3. Summary of treatment recommendations for bipolar disorder in pregnancy
(1) For long-term stable non-relapsing patients, a switch to a safer antipsychotic or complete discontinuation of the drug should be considered before pregnancy or at least in the first trimester of pregnancy.
(2) Abrupt discontinuation of medication is associated with a high risk of prenatal and postnatal relapse, and therefore should not be discontinued abruptly.
(3) For those with severe disease or known rapid relapse with discontinuation of medication, maintenance medication should be recommended after discussion of the risks.
(4) No mood stabilizer is absolutely safe. For those taking lithium, 2D ultrasound should be performed at weeks 6 and 18 of pregnancy to rule out fetal Ebstein’s syndrome. Those taking valproate and carbamazepine should take folic acid prophylactically to reduce the risk of fetal neural tube abnormality and should undergo prenatal screening.
(5) If carbamazepine has been taken, vitamin K should be administered prophylactically to both the mother and the newborn after delivery.
(6) Pregnant women should avoid valproate (the most teratogenic) and should also avoid co-administration of mood stabilizers.
(7) Lamotrigine may cause cleft palate.
(8) NICE recommends replacing mood stabilizers with antipsychotics that have mood stabilizing effects.
(9) Sudden onset of acute mania during pregnancy may be treated with antipsychotics; if ineffective, consider ECT treatment.
(10) Bipolar disorder depressive phase occurs during pregnancy, cognitive behavioral therapy (CBT) is available for moderate depressive episodes, and SSRIs are available for severe episodes.

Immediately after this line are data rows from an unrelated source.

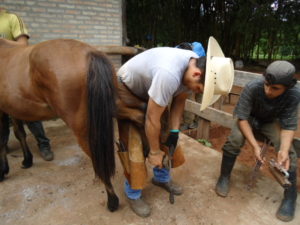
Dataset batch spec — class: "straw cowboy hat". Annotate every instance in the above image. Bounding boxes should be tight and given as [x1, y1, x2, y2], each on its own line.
[200, 37, 234, 111]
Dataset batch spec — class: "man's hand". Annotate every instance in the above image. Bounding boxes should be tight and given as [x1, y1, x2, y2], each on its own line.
[253, 146, 265, 164]
[277, 151, 290, 170]
[148, 150, 165, 168]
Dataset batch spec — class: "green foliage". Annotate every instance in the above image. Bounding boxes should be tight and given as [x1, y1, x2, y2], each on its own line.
[127, 0, 300, 60]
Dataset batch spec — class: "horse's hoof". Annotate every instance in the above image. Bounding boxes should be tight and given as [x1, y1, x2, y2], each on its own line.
[107, 195, 119, 212]
[22, 160, 32, 169]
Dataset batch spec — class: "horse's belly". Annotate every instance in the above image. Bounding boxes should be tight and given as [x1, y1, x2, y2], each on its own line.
[0, 95, 56, 121]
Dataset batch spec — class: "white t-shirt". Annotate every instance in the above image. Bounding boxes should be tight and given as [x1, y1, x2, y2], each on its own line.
[118, 47, 199, 106]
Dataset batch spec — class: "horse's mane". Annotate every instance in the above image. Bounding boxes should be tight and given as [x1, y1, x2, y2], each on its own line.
[0, 38, 24, 48]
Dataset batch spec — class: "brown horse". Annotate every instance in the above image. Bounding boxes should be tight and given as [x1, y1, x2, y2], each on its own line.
[0, 39, 134, 211]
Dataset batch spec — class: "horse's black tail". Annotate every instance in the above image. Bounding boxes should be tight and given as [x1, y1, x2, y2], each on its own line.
[87, 52, 115, 184]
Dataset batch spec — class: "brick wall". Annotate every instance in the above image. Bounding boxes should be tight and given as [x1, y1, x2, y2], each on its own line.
[0, 0, 122, 67]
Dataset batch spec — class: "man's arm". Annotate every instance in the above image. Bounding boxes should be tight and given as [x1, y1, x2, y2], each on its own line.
[16, 35, 28, 45]
[170, 93, 188, 130]
[145, 98, 166, 168]
[238, 120, 263, 163]
[277, 129, 295, 170]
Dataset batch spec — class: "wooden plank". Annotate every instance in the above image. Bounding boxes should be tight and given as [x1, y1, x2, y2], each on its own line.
[94, 45, 143, 55]
[185, 99, 233, 128]
[196, 118, 210, 140]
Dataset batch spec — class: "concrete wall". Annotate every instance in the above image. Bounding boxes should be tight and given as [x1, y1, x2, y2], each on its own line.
[0, 0, 122, 67]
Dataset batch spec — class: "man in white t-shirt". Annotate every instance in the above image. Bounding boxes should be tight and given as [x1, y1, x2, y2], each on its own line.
[117, 37, 233, 217]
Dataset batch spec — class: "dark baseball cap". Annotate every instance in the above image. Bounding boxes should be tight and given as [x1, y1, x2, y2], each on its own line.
[264, 60, 296, 87]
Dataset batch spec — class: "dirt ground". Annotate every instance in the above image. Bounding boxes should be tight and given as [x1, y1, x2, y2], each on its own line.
[0, 120, 300, 225]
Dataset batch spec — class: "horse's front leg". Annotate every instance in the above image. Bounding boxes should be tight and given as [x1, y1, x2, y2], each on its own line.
[0, 111, 9, 181]
[12, 118, 32, 169]
[104, 182, 119, 212]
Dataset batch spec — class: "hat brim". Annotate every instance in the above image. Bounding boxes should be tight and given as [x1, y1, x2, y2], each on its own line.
[200, 37, 225, 111]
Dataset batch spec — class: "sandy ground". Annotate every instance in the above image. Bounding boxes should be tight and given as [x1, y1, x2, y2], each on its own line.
[0, 120, 300, 225]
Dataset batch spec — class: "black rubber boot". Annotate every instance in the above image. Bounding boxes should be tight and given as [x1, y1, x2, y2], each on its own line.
[215, 154, 236, 197]
[276, 171, 297, 222]
[26, 121, 54, 161]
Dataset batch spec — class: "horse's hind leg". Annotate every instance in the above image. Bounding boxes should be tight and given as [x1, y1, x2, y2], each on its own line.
[0, 112, 9, 181]
[105, 182, 119, 212]
[12, 118, 32, 168]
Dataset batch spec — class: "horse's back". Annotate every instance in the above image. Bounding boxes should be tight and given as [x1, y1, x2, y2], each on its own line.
[0, 39, 102, 120]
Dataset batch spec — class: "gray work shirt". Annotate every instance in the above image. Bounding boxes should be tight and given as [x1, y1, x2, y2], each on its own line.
[117, 47, 198, 106]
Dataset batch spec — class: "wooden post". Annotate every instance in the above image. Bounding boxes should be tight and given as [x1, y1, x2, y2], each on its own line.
[196, 117, 210, 140]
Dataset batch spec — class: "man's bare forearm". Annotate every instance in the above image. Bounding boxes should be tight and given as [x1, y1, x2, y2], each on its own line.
[279, 130, 295, 152]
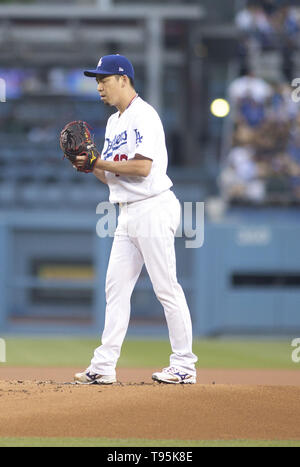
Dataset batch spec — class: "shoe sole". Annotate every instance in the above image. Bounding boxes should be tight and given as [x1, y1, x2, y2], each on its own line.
[152, 376, 196, 384]
[74, 379, 117, 386]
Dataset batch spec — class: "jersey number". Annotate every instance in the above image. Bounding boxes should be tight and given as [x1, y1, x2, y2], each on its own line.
[114, 154, 128, 177]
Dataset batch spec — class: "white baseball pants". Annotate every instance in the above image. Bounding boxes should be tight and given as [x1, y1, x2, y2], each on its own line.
[88, 190, 197, 375]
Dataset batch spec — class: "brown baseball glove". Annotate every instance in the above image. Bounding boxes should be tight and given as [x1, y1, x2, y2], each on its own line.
[59, 120, 100, 173]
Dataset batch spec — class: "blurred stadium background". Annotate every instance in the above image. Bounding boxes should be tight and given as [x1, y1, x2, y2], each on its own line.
[0, 0, 300, 337]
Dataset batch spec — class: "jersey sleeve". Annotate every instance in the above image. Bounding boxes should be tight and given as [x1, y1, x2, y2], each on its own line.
[132, 112, 163, 160]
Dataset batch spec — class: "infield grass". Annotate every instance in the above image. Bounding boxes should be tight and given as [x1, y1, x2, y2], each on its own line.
[0, 438, 300, 448]
[0, 337, 300, 370]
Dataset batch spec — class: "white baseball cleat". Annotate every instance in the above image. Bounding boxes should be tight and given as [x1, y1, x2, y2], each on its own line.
[152, 366, 196, 384]
[74, 370, 117, 384]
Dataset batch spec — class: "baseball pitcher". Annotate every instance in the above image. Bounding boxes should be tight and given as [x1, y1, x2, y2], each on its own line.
[60, 55, 197, 384]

(6) Use of sedatives during pregnancy
Anxiety disorders and insomnia are common during pregnancy and are best managed with CBT and sleep hygiene care. For those for whom the above treatment is ineffective, sedative and anxiolytic treatment may be required.

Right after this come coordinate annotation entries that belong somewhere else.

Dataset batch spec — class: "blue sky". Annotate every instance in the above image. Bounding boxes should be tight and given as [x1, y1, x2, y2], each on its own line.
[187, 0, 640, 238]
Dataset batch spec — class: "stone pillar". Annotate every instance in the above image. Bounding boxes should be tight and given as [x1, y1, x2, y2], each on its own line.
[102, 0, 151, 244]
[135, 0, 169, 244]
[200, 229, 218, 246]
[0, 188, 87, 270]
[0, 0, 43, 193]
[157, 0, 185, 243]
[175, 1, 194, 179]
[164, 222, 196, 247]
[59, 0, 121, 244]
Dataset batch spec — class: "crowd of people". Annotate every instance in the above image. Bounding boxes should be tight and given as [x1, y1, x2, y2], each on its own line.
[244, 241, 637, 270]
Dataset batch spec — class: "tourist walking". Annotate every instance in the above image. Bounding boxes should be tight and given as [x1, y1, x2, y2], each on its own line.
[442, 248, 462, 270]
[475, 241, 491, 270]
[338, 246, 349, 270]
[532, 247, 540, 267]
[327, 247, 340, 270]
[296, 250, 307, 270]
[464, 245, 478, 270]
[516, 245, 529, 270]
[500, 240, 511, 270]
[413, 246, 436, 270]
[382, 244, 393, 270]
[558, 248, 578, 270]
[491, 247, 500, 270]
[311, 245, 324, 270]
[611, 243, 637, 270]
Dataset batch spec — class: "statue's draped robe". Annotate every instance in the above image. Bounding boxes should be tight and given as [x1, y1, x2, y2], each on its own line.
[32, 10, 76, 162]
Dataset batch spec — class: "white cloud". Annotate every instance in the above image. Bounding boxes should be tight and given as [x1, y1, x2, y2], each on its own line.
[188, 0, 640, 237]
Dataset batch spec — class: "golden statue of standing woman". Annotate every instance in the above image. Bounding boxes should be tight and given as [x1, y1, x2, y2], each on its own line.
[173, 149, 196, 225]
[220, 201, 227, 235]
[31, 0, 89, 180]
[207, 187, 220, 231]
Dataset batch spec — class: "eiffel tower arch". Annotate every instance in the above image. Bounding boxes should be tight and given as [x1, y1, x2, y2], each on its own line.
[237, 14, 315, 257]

Benzodiazepines: They are likely to cause low birth weight and preterm delivery when taken during pregnancy and are usually associated with neonatal syndrome (soft baby syndrome) when taken late in pregnancy. In addition, exposure to benzodiazepines in early pregnancy has been reported to increase the risk of cleft lip and palate and to cause pyloric obstruction and gastrointestinal atresia, but these results need further confirmation.

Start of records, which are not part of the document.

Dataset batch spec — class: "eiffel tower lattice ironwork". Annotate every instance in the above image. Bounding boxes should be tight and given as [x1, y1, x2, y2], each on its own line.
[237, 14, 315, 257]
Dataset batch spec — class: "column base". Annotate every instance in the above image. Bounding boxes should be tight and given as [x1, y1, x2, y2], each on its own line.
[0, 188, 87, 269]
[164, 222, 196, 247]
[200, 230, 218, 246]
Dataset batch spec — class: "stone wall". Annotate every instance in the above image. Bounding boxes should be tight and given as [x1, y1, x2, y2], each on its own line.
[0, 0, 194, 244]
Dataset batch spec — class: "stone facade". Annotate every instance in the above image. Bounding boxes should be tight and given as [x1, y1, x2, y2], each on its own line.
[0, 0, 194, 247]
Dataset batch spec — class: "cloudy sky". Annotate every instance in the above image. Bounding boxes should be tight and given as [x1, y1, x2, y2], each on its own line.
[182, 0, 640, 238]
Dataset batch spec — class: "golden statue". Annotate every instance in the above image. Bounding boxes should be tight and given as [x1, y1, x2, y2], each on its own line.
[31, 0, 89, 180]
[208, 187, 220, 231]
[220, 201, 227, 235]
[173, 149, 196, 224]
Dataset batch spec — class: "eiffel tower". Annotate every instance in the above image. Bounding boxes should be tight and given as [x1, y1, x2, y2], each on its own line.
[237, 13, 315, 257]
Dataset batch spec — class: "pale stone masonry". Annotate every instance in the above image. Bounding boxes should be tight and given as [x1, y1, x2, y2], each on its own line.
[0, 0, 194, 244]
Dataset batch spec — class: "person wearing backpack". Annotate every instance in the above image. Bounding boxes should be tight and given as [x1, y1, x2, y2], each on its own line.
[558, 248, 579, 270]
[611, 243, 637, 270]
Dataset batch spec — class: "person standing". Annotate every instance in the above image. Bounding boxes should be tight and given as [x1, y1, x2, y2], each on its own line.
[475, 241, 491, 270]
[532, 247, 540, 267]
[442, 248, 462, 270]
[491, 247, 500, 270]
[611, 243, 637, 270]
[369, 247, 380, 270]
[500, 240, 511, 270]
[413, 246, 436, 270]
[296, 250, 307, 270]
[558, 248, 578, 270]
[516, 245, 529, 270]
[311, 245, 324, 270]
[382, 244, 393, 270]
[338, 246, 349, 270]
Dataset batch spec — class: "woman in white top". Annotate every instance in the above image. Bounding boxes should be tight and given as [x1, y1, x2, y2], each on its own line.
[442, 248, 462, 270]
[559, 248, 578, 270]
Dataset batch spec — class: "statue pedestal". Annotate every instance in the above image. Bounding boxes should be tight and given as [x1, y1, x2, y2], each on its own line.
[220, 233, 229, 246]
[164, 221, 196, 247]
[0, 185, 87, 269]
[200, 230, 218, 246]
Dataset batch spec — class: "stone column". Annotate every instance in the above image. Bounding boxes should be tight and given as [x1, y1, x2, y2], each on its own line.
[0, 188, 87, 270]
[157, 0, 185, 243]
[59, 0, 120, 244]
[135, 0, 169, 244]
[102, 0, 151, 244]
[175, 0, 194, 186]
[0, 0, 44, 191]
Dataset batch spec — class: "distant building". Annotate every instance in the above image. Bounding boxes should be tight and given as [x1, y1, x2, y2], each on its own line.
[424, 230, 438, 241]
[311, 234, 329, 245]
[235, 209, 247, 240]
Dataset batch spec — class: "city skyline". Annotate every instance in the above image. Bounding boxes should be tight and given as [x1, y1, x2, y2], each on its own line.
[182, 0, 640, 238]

Other medications: promethazine is commonly used for severe vomiting in pregnancy and does not appear to cause malformations, but there is limited research.
VII. Summary of recommendations for psychotropic medication in pregnancy
In summary, the recommendations for the treatment of psychotropic drugs in pregnancy and the postpartum period can be summarized as follows.
1. Antidepressants
There is more evidence for the relative safety of nortriptyline, amitriptyline, mipramine and fluoxetine.
2.Antipsychotics
FGAs are the most used, although their safety has not been fully confirmed. The most experience with chlorpromazine, haloperidol, and trifluoperazine is available. there is less information on studies of SGAs (other than olanzapine and clozapine), but there is no clear evidence that any of the SGAs are significant teratogens (major teratogen), and their use needs to be screened for adverse metabolic effects.
3. Mood stabilizers
Consider replacing antiepileptic drugs with antipsychotics. Antiepileptics should be avoided unless the risk of recurrence and consequences are more severe than teratogenicity. Women of gestational age already taking carbamazepine or valproate should take folic acid prophylactically. Avoid carbamazepine and valproate if possible.
4. Sedatives
There are no preferred drugs available. Benzodiazepines may not be teratogenic, but should be avoided in late pregnancy. Promethazine is widely used, but there is little information to support its safety.